FILE: Abdul Ghani Baradar

FILE: Abdul Ghani Baradar

CAIRO – 26 January 2019: Taliban’s new political leader is expected to join a meeting with U.S. officials in Doha.

According to Taliban sources, press reports said the meeting comes within rounds of talks to find ways to end the 17-year-long war in Afghanistan.

Taliban is an Islamic fundamentalist political movement and a military organization in Afghanistan currently waging war within the country.

The peace talks are continuing despite Taliban representatives staging a brief walkout on Friday over differences with U.S. special peace envoy Zalmay Khalilzad.

Two senior Taliban officials in Afghanistan who are informed of the negotiations said momentum was building following Thursday's appointment of Mullah Abdul Ghani Baradar as the political leader of the terrorist group.

Abdul Ghani Baradar, released from a prison in Pakistan last year, is expected to fly to Qatar to join the session - a move they believe will be welcomed by a U.S. side keen to talk to senior Taliban figures.

"He is expected to join soon," one of the senior Taliban officials in Afghanistan said.

The U.S. Embassy in Kabul was not immediately available for comment.

As a co-founder of the movement, Baradar was a close friend of the reclusive former Taliban leader, Mullah Mohammad Omar, who gave him his nom de guerre, “Baradar” or “brother”.

His appointment marks a new push to bring Taliban out of the political and diplomatic shadows, with several other officials being appointed to oversee education, mining and health issues.

Staging near daily attacks against the Western-backed Afghan government and its security forces, the Taliban controls nearly half of Afghanistan and are widely seen as more powerful than at any time since being toppled in the 2001 U.S.-led invasion.

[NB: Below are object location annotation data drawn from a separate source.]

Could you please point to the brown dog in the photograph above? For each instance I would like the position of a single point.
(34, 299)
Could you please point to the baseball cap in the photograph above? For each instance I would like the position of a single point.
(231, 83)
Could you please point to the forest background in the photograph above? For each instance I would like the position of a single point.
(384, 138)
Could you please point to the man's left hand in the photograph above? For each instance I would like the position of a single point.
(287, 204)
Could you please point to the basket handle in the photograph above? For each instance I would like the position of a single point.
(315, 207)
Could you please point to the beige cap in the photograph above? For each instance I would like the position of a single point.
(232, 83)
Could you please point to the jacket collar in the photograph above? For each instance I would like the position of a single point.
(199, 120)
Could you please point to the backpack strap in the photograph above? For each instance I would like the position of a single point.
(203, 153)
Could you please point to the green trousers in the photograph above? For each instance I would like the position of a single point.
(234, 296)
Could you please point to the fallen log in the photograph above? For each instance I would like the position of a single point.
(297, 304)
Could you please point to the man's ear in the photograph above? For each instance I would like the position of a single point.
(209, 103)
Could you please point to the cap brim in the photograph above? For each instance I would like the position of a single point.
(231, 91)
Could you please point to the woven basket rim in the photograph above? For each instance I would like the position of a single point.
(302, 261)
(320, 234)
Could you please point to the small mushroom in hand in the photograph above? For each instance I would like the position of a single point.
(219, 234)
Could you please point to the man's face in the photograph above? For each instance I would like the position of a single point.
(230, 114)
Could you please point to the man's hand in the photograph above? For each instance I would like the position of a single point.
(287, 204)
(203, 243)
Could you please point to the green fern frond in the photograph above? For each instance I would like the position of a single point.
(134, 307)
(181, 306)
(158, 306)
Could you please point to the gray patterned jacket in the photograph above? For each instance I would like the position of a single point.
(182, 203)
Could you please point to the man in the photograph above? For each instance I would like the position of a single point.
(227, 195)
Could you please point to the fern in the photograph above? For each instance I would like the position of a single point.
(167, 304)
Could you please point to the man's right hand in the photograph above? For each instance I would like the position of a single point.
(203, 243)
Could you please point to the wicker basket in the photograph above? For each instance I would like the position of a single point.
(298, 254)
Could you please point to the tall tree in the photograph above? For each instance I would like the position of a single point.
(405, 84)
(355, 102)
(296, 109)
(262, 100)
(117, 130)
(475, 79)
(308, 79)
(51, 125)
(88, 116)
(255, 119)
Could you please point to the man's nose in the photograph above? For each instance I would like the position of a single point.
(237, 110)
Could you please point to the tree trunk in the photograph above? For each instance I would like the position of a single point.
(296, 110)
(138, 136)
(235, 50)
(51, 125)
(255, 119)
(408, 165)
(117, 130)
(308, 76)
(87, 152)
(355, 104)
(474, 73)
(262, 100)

Speaking in Davos, Switzerland, the Afghani president, Ashraf Ghani, said last week that 45,000 members of the country’s security forces had been killed since he took office in the fall of 2014.

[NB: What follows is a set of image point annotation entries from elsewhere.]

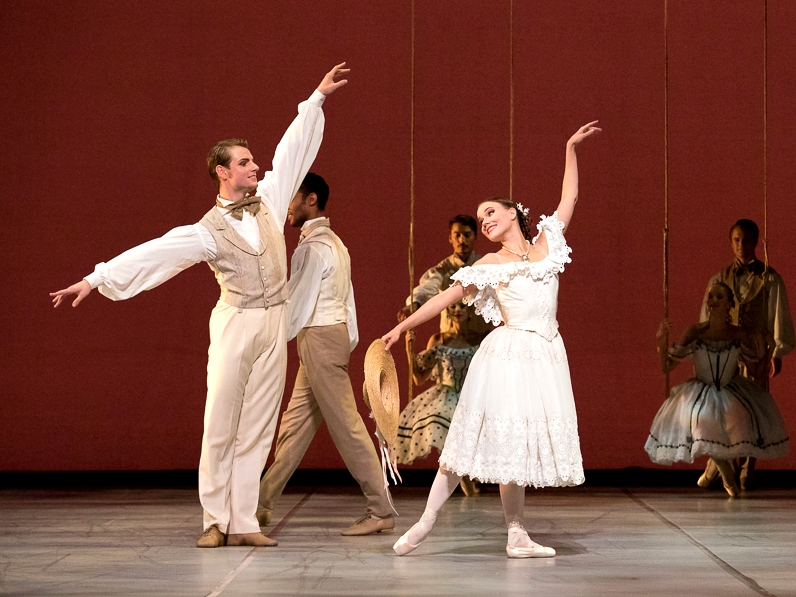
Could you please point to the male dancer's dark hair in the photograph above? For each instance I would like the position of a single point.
(747, 226)
(313, 183)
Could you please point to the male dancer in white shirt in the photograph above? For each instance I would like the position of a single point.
(242, 239)
(322, 314)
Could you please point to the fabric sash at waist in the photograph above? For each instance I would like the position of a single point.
(546, 334)
(241, 301)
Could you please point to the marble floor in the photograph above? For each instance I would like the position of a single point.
(610, 541)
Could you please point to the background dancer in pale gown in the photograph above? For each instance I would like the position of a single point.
(761, 307)
(462, 234)
(517, 398)
(719, 412)
(425, 421)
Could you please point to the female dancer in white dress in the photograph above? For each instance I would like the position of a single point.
(515, 423)
(424, 422)
(717, 412)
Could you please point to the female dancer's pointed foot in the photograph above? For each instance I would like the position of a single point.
(412, 538)
(727, 471)
(710, 474)
(521, 546)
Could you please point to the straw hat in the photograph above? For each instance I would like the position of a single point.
(380, 390)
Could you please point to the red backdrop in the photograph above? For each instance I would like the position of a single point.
(109, 108)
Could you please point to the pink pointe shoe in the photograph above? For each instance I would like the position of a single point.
(521, 546)
(418, 532)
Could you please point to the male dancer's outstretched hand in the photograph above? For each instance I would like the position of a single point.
(329, 85)
(81, 289)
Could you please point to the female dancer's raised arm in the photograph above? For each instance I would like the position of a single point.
(569, 189)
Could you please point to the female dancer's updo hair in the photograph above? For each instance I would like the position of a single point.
(728, 290)
(522, 220)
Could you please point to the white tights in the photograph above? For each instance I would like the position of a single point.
(511, 496)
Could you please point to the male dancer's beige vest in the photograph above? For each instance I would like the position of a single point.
(249, 278)
(330, 308)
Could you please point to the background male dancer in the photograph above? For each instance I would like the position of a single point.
(242, 239)
(322, 313)
(462, 234)
(761, 308)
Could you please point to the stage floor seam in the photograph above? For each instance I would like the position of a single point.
(610, 542)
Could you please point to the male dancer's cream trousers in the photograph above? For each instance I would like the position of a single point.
(323, 391)
(246, 369)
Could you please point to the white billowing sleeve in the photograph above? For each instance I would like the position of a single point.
(780, 321)
(703, 313)
(306, 275)
(149, 265)
(353, 329)
(293, 157)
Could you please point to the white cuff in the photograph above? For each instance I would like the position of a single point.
(93, 279)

When he joins talks, Baradar will be faced with easing U.S. fears over the Taliban's refusal to cut ties with al-Qaeda - the issue at the core of Friday's walkout.

One of the key U.S. demands is a guarantee from Taliban that Afghanistan would not be used as future base for terrorist attacks against the U.S. and its allies.

"Taliban has assured the U.S. that they will oppose any attempt by militant groups to use Afghanistan to stage terrorist attacks on America or its allies," a senior Taliban leader told Reuters, adding that U.S. wants the Taliban to snap ties with ISIS and al Qaeda.